La peli-naranja se vio un poco deprimida con la pregunta de su nueva amiga, al juzgar por su rostro la causa de la mudanza era algo triste

"Bueno… es que…. Mi mama dijo que mi papa se tuvo que ir a un viaje" Dijo la pequeña moviendo su dedo en el piso haciendo formas con ella

"¿Se fue? ¿A dónde?" Pregunto arqueando una ceja

"No se… mi mami me dijo que papa se tuvo que ir…y que no volvería" Candace se veía bastante decaída y deprimida al hablar de ese tema, Stacy no entendía muy bien lo que decía Candace pero entendía que no le gustaba hablar de eso, no quería verla tan triste, tenía un extraño sentimiento cuando vio ese rostro angustiado

"Bueno…no te sientas mal. Yo tampoco sé que le paso a mi papa"

Esas palabras tomaron a la pequeña Candace por sorpresa "¿Entonces, tu papa también se fue?"

"Creo que yo nunca tuve uno" Stacy parecía que trataba de recordar si es que conoció a su papa, pero nada le vino a la mente "o si lo tuve no me lo presentaron"

Candace la miraba mostrando curiosidad en sus ojos azules, se pregunto por qué Stacy no había visto aun a su padre y en donde estaba el, quizás se perdió o algo así, fue lo que supuso su mente infantil

"Dime, ¿Quieres jugar conmigo?" La peli naranja le sonrió al preguntarle eso, este tema daba un ambiente un poco triste así que decidió cambiar a algo divertido

"Claro, ¿Qué quieres jugar?" Pregunto animada

"¿Qué tal si jugamos con mi pato momo?" Tomo entre sus manos a su gran muñeco amarillo y le dio un gran abraso, era más que evidente que a esa niñita le gustaba mucho ese pato de felpa, Stacy le dio una sonrisa y asintió con la cabeza, ambas niñas estaban corriendo por el patio jugando con el pato momo, imaginaban que volaba por el aire y que les hablaba, las dos saltaban, corrían, incluso rodaban por el césped como si fueran unos botes rodando, sus ropas y su cabello estaban llenos de hojitas del pasto y se humedecieron un poco ya que el césped había sido rociado hace poco, las madres miraban a veces por la ventana enternecidas por ver a sus pequeñas divertirse tanto

Estuvieron así durante casi todo el día, el tiempo paso sin notarlo y antes de que se dieran cuenta, ya estaba atardeciendo

"Stacy, Stacy ya nos tenemos que ir" La doctora Hirano salió de la casa y se dirigió hacía su hija

"¿Qué? No" Dijo Stacy poniendo una cara de puchero

"Vamos, ya casi anochece"

"Pero…"

Fue entonces cuando Linda apareció "No te preocupes Stacy, puedes venir aquí cuando quieras ¿Verdad Candace?"

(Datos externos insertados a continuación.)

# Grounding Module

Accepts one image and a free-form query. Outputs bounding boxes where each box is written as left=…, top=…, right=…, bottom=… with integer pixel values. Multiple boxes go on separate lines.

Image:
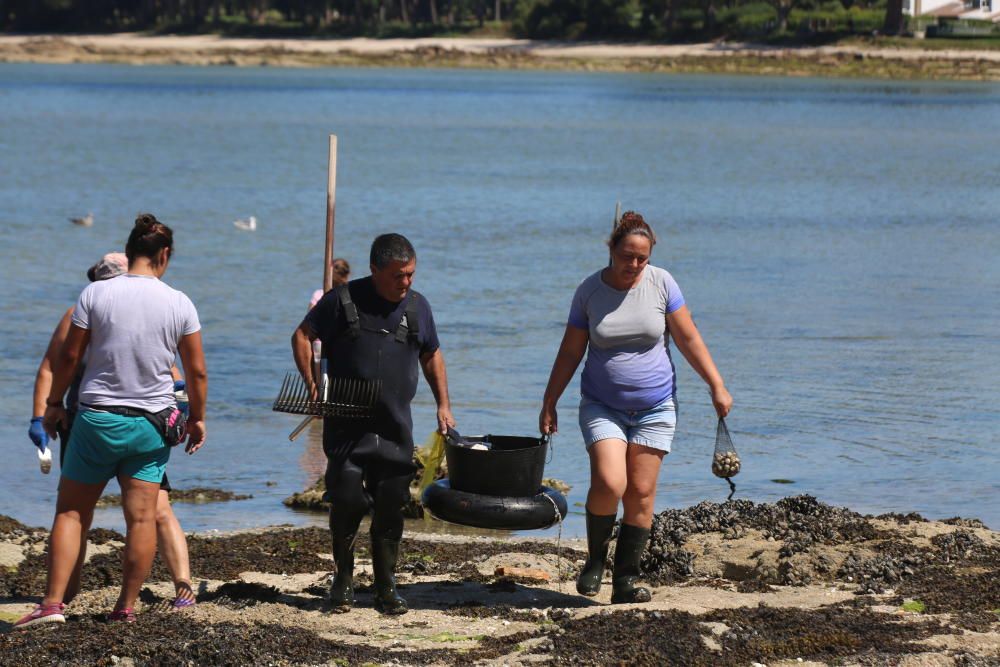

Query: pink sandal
left=14, top=602, right=66, bottom=630
left=108, top=608, right=135, bottom=623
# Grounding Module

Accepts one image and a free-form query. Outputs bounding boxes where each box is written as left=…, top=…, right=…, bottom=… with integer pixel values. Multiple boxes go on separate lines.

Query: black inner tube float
left=421, top=431, right=567, bottom=530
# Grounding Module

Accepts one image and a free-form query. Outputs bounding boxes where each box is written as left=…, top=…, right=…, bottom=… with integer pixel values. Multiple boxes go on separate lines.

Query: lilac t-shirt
left=73, top=274, right=201, bottom=412
left=569, top=265, right=684, bottom=410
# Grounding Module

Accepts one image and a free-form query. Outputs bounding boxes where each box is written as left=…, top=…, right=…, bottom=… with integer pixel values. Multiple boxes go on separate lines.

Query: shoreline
left=0, top=33, right=1000, bottom=81
left=0, top=496, right=1000, bottom=667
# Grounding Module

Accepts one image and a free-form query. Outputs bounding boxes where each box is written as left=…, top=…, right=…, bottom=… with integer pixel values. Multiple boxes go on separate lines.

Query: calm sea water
left=0, top=65, right=1000, bottom=534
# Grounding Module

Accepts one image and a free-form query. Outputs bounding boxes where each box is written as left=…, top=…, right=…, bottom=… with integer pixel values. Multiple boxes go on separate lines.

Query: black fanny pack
left=80, top=403, right=187, bottom=447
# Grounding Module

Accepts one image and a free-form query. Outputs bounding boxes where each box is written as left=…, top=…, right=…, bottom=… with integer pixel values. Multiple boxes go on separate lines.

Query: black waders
left=329, top=512, right=361, bottom=614
left=611, top=523, right=652, bottom=604
left=576, top=510, right=615, bottom=596
left=323, top=288, right=420, bottom=614
left=372, top=537, right=409, bottom=616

La expresión de Candace lo decía todo

"Muy bien niñas, ahora despídanse rápido" La señora Flyn y la Dr. Hirano se apartaron de sus hijas un momento para poder ver bien que tan lejos vivían una de la otra.

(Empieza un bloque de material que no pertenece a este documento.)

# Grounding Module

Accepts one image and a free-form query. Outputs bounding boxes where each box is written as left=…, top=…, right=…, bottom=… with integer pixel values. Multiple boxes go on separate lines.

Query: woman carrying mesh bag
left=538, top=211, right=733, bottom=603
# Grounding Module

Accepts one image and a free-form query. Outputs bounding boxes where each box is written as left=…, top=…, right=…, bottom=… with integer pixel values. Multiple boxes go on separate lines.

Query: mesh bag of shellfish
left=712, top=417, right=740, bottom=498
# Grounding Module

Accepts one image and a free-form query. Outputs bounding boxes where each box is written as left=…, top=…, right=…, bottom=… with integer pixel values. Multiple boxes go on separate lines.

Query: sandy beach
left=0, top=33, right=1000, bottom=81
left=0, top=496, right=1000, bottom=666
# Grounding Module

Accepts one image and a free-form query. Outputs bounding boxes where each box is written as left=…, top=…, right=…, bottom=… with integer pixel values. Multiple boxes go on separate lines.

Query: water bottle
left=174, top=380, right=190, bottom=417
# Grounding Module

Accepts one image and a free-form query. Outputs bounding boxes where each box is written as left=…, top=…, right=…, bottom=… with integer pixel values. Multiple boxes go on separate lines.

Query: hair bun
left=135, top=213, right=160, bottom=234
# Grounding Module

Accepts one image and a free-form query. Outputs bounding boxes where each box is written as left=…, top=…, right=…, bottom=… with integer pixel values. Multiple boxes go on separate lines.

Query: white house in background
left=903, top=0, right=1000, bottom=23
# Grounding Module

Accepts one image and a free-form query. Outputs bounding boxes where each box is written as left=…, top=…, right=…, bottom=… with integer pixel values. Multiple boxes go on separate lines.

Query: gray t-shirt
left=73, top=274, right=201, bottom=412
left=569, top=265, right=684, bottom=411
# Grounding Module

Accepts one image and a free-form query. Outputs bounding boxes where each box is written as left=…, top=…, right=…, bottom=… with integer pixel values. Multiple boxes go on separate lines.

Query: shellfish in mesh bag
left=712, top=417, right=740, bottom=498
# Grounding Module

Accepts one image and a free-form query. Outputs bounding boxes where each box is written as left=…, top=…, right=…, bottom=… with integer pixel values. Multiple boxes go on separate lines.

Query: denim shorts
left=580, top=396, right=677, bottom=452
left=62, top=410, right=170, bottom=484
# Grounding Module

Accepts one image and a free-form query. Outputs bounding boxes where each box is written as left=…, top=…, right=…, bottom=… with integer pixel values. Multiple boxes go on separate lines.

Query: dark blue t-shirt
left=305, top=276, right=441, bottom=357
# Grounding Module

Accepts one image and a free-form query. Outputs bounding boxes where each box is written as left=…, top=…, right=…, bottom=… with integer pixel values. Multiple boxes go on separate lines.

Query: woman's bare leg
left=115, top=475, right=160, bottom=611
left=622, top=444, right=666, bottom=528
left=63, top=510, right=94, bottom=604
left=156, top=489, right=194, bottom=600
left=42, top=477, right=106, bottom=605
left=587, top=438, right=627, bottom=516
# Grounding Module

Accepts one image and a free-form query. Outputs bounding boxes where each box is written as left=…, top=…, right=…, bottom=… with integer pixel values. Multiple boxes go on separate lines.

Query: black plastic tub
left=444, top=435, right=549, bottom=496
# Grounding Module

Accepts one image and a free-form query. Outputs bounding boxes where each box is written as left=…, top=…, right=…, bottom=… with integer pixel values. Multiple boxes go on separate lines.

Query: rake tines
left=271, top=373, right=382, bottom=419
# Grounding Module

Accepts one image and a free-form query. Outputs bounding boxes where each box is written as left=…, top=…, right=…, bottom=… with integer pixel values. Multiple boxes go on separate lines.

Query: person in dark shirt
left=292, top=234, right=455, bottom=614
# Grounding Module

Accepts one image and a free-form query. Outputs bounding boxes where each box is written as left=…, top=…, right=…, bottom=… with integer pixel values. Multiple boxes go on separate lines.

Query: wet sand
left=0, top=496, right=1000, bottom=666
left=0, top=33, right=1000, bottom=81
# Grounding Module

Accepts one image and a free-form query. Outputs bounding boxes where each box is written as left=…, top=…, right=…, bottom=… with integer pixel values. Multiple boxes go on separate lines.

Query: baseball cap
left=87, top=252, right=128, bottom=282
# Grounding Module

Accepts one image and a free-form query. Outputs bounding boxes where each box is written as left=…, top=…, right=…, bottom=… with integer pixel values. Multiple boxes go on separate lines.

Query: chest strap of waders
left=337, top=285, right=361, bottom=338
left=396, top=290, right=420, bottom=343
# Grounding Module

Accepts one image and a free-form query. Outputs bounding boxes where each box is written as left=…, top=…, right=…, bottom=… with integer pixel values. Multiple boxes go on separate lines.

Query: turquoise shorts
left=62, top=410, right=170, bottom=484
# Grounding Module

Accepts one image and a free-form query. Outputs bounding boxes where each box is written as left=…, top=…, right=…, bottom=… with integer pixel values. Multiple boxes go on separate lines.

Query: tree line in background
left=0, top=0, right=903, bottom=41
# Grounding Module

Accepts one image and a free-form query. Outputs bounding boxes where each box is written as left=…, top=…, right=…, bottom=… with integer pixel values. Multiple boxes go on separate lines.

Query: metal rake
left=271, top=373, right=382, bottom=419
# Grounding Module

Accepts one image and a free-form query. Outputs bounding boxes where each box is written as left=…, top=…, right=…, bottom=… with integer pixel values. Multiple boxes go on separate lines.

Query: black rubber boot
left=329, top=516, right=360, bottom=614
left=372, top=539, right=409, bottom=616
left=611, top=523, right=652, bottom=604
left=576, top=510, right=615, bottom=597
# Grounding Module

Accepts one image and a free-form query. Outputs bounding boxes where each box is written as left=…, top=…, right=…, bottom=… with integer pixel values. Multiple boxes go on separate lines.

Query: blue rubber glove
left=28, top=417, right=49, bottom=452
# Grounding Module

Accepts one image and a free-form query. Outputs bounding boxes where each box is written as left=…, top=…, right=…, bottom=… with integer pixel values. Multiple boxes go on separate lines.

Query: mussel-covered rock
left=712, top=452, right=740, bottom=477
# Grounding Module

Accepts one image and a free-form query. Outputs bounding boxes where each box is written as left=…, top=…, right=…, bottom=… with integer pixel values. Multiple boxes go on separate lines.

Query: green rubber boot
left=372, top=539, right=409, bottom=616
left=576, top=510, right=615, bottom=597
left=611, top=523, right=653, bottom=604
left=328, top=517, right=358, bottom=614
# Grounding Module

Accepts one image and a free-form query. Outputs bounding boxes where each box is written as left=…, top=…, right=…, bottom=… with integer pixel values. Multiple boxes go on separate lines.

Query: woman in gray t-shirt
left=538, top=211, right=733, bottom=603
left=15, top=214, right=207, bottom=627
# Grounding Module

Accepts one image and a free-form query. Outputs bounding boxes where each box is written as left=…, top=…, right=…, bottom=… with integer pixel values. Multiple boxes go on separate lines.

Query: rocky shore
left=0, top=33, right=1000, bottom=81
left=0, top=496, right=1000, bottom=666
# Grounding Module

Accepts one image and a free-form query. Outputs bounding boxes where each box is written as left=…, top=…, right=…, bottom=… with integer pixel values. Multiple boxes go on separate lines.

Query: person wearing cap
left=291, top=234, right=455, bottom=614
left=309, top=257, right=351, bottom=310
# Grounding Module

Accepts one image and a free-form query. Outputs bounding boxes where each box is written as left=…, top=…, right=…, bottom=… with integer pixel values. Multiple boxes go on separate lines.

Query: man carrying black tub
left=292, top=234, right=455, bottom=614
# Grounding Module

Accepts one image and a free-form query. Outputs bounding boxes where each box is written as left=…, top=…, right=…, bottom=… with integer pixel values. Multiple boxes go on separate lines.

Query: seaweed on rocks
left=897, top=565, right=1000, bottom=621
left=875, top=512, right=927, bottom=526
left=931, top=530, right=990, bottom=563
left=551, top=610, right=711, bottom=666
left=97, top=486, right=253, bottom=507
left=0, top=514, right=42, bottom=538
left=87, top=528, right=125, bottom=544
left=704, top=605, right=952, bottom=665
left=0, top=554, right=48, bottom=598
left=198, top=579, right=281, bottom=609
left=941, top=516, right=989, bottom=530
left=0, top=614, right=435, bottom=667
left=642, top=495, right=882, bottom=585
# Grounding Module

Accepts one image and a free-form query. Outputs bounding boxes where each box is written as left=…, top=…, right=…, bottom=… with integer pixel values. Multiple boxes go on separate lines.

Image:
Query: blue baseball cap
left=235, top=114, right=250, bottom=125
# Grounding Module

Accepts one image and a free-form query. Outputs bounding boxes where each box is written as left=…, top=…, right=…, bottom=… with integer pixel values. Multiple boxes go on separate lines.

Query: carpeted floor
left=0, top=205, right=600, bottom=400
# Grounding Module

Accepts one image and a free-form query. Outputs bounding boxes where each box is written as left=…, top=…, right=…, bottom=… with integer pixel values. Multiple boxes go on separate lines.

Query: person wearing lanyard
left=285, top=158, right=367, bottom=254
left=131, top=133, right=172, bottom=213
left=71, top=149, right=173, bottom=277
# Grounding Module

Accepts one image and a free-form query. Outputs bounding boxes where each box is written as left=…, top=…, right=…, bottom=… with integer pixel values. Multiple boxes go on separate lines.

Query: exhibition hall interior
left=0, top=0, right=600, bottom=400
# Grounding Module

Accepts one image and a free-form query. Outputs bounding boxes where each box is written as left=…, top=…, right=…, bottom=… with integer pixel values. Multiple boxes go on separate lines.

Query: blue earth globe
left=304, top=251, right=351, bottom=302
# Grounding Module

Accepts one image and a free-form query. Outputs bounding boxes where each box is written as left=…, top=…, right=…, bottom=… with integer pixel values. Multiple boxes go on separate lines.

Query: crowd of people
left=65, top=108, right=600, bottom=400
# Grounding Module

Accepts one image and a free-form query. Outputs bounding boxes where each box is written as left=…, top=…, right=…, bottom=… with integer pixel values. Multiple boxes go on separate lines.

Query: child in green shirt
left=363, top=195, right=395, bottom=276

Las dos niñas no perdieron tiempo y se abrazaron a medida que las luces nocturnas se encendían

"Sabes, me gustas mucho Candace"

"Tu ta….."

*Los bombos al estilo Betty y el…..*

Aquel sonido despertó a Stacy por segunda vez esa noche, esta vez sacándola de golpe de la cama para atender el llamado de su amiga

"¡Stacy! ¿Dónde estás?"

"Solo descansaba mis ojos"

"Pues date prisa. No tienes idea de lo que está pasando, Phineas y Ferb están….."

"Lo sé, lo sé. Ya voy" Al terminar la llamada Stacy no pudo evitar quedarse mirando un momento la foto de su mejor amiga en su celular hasta que esta se oscureció "¿Por qué?" Dijo para sí misma con amargura "Por qué de todas las personas del mundo me tenía que enamorar de ti?"